HOMILIA
Trąd jest chorobą
występującą w regionach tropikalnych i subtropikalnych i zarazić się nią można
szczególnie tam, gdzie nie przestrzega się higieny. To choroba skóry, która
atakuje także komórki nerwowe. Chory traci w kończynach odczucie zimna, gorąca
czy bólu. Nie wiedząc o tym rani się przez co dochodzi do infekcji i w
konsekwencji do groźnych chorób. Interesujące jest, że tzw. czas inkubacji
czyli czas od zarażenia się chorobą do jej wystąpienia może trwać nawet do 20
lat. Widok chorego na trąd jest nieprzyjemny ale budzi współczucie. Dziś ta
choroba jest uleczalna, a im wcześniej wykryta tym szybciej i skuteczniej można
choremu pomóc.
Dzisiejsze pierwsze
czytanie z Księgi Kapłańskiej wydaje się być czystą instrukcją dla Narodu
Wybranego jak należy postępować z trędowatymi, co i jak należy zrobić, by
zminimalizować ryzyko zakażenia się tą chorobą. Była ona aż po lata trzydzieste
XX wieku nieuleczalna i występowała nieporównywanie częściej niż obecnie. Chory musiał być jak najszybciej wyizolowany
ze społeczności. Człowiek Starego Testamentu uważał, że choroby i nieszczęścia,
którymi doświadczany jest człowiek to kara Boża. Dopiero nauczanie Jezusa
zmienia ten pogląd. Ewangelia na 6. niedzielę zwykłą pokazuje to wyraźnie.

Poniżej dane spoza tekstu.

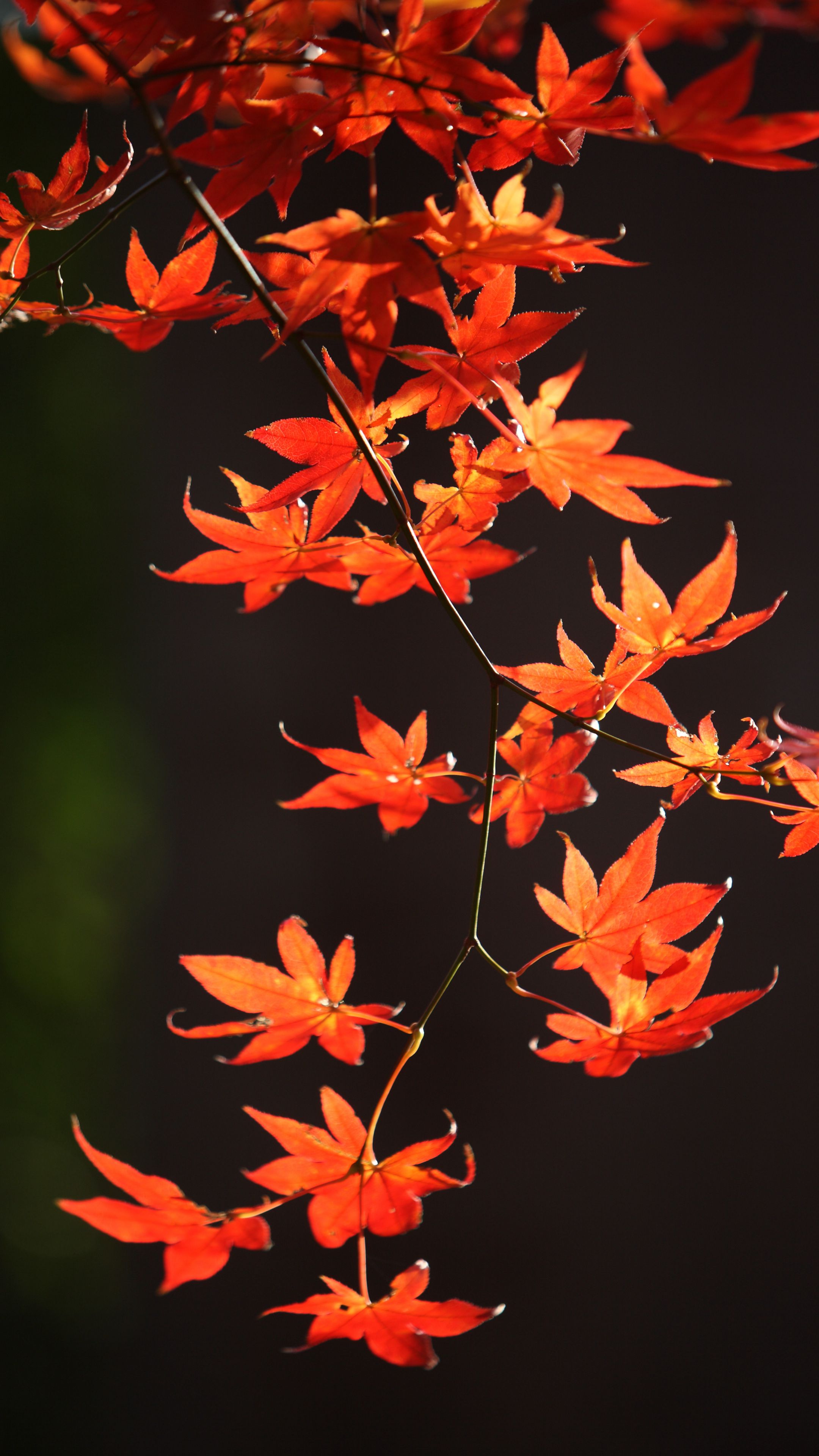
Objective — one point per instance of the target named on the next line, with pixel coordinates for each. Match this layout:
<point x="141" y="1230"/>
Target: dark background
<point x="653" y="1238"/>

Chrystus nie ucieka przed chorym, nie odwraca się od niego wręcz przeciwnie
ze współczuciem wyciąga do niego rękę i oczyszcza go z trądu – uzdrawia. W tej
Ewangelii Jezus nie tylko pokazuje jak trzeba być pełnym litości i współczucia.

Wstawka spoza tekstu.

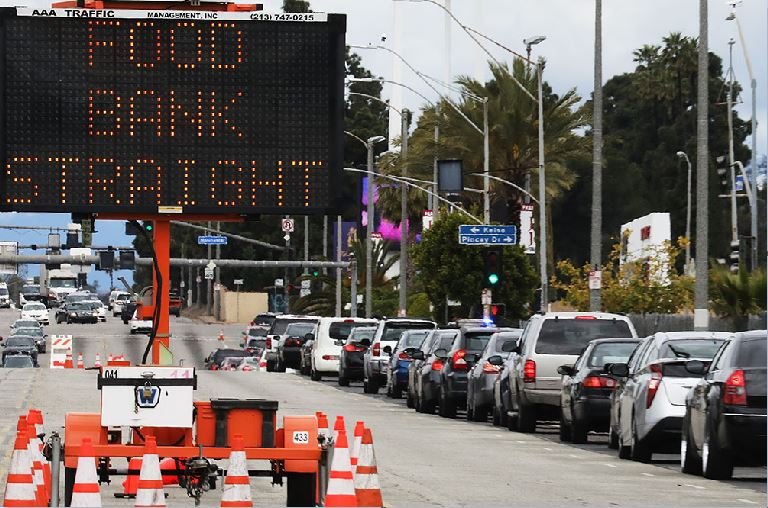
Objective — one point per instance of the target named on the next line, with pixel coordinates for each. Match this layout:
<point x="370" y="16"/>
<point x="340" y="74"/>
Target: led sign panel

Trąd będąc obrazem grzechu bardzo dobrze pokazuje jego początkowo
niezauważalne, szpecące i w końcu wyniszczające działanie. Bo grzech atakuje
zawsze tam gdzie nie ma higieny ducha. Bo jak woda i mydło dla ciała, tak
modlitwa i pokuta (sakrament pokuty) są najprostszymi środkami higieny ducha.
To przecież grzech zobojętnia, czyni niewrażliwym na troski i potrzeby innych,
odbiera zdolność płakania z płaczącymi i cieszenia się z radosnymi. Grzech rani
najbardziej grzeszącego choć sam może to zauważyć dopiero po długim czasie.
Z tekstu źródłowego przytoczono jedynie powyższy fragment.